The Republic of Kazakhstan is an expanse greater than Europe.

The world's largest landlocked country is the home of a wealth of natural resources from flora to fauna to recently tapped mineral and oil deposits that make it potentially one of the richest countries in the world. The territory is outlined by Russia, China, Kyrgyzstan, Uzbekistan and Turkmenistan and spreading from the Caspian Sea in the West to the Altay Mountains in the East and from the Western Siberian plains in the North to Central Asia's oases and deserts in the South.

Its terrain consists of grass-covered plains, deltas, coniferous forests,  hills, mountains, and deserts.  Warm summers and cold winters alternating with semi-arid conditions characterize the country's climate.    

Expats will be impressed to know how far this fast rising oil power has come from its humble beginnings as a group of nomadic Turks who lived together under felt, dome-shaped tents. In 1920, it took membership to the Kirgiz Autonomous Republic of the Soviets and was then known as the Kazakh Autonomous Soviet Socialist Republic (Kazakh ASSR). Seventy-one years later when The Union collapsed, it stood proud as a member of Commonwealth of Independent States together with ten other former Soviet republics. In 1997, its capital was moved from Almaty to Astana.   

Kazakhstan houses some of the world's rarest or accidental animals, including the Transcaspian Urial, a wild sheep subspecies also known as Arkars or Shapo, long-needle hedgehog, the Pallas' and other smaller wild cats, the djeiran or goitered gazelle, and avians such as the Manx Shearwater, Northern Gannet and the Sacred Ibis. Kazakhstan's avifauna is, indeed, one of the most captivating around the world.  Naturally, expats have always loved this part about relocating to the Eurasian wonder.  

The culture of Kazakhs is a storied one. Their nomadic roots gave rise to their belief that spirits roamed around, and that life was a confluence of forces of the earth, sky, water, and fire. It led to the development of Tengriism as an ancient religion. Sometime in the 17th century, they first learned about Islam, and it took centuries before this became the dominant religion. The Kazakhs feel beholden to lamb and other traditional Turkic foods that they consider sacred up to this day. Technically, they are considered Sunnis, which comprise the largest Islam group in the world. Their culture is highlighted by animal husbandry that is considered a traditional lifestyle and the yurt which is a traditional Kazakh housing found in the present day as decorative inspiration for home, restaurant and building interiors.  Although the people have not forgotten their time-honoured traditions, Westernism has inevitably caught up with them as evident in nearly every aspect of their lives from architecture to fashion.  

A liberalized economy puts Kazakhstan on the map of soon-to-be oil powers, thanks to its vast mineral and oil resources that have been attracting foreign investment since the discovery of Caspian Sea oil nearly ten years ago.

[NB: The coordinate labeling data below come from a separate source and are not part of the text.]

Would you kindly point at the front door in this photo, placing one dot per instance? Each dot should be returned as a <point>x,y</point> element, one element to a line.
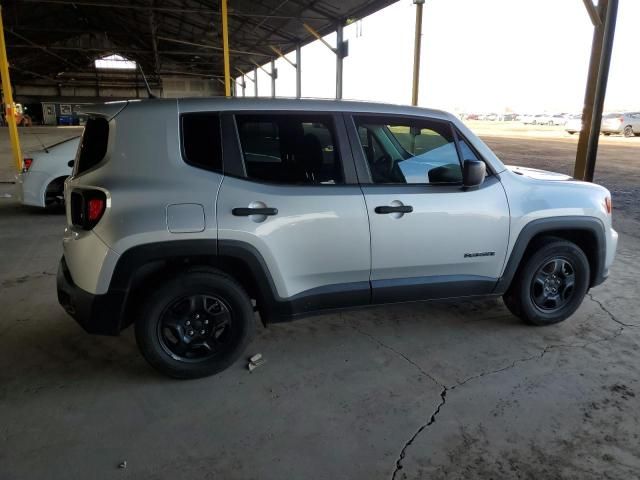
<point>297,202</point>
<point>429,237</point>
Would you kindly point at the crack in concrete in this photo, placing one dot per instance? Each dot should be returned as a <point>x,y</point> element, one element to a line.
<point>445,388</point>
<point>397,352</point>
<point>609,314</point>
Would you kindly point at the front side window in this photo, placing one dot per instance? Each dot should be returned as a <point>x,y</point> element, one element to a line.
<point>290,149</point>
<point>409,151</point>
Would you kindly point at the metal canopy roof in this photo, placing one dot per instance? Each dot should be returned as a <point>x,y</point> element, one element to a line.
<point>57,41</point>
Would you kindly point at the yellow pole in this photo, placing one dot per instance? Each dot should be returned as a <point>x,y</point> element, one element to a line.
<point>10,107</point>
<point>225,48</point>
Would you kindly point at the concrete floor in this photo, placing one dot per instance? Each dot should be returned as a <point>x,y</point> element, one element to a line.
<point>428,390</point>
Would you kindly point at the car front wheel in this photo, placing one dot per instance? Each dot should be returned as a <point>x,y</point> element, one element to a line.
<point>196,324</point>
<point>551,284</point>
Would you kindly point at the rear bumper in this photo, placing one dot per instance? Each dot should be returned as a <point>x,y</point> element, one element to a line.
<point>97,314</point>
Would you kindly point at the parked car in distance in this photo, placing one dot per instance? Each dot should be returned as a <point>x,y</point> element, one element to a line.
<point>41,182</point>
<point>508,117</point>
<point>527,119</point>
<point>574,124</point>
<point>557,120</point>
<point>627,124</point>
<point>543,119</point>
<point>296,207</point>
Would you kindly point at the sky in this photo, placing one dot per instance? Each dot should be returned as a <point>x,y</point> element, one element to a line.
<point>477,56</point>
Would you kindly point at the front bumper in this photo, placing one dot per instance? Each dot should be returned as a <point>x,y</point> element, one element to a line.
<point>97,314</point>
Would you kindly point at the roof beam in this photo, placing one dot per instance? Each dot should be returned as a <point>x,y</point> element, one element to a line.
<point>593,13</point>
<point>203,11</point>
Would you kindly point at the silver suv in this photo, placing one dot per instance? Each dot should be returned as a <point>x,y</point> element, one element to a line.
<point>187,216</point>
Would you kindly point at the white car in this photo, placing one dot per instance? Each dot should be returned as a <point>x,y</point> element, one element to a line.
<point>558,120</point>
<point>574,124</point>
<point>41,182</point>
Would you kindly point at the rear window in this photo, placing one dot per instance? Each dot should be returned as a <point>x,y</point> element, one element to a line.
<point>94,143</point>
<point>201,143</point>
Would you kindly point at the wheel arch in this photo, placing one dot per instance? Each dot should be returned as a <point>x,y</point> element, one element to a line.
<point>140,269</point>
<point>586,232</point>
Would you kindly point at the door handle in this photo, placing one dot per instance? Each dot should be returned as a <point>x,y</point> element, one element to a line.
<point>394,209</point>
<point>245,212</point>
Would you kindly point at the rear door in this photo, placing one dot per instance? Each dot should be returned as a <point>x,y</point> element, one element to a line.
<point>430,238</point>
<point>290,191</point>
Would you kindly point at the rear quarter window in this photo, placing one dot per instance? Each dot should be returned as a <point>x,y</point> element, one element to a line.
<point>93,146</point>
<point>201,140</point>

These deposits are said to be the most significant oil find in the last thirty years. Its economy is also dependent on its agricultural riches composed mainly of livestock and grains. The year 2001 was a significant development stage for the Kazakh economy, putting the Tenge (T), its currency, at its highest average worth against world currencies. Today, industrial policies continue to be proposed and honed as the country gears up for the promising economic prospects that lay ahead.

Truth be said, expats who are looking for a harmonious mix of nature, tradition, modernity, and economic progress will make a good find of Kazakhstan.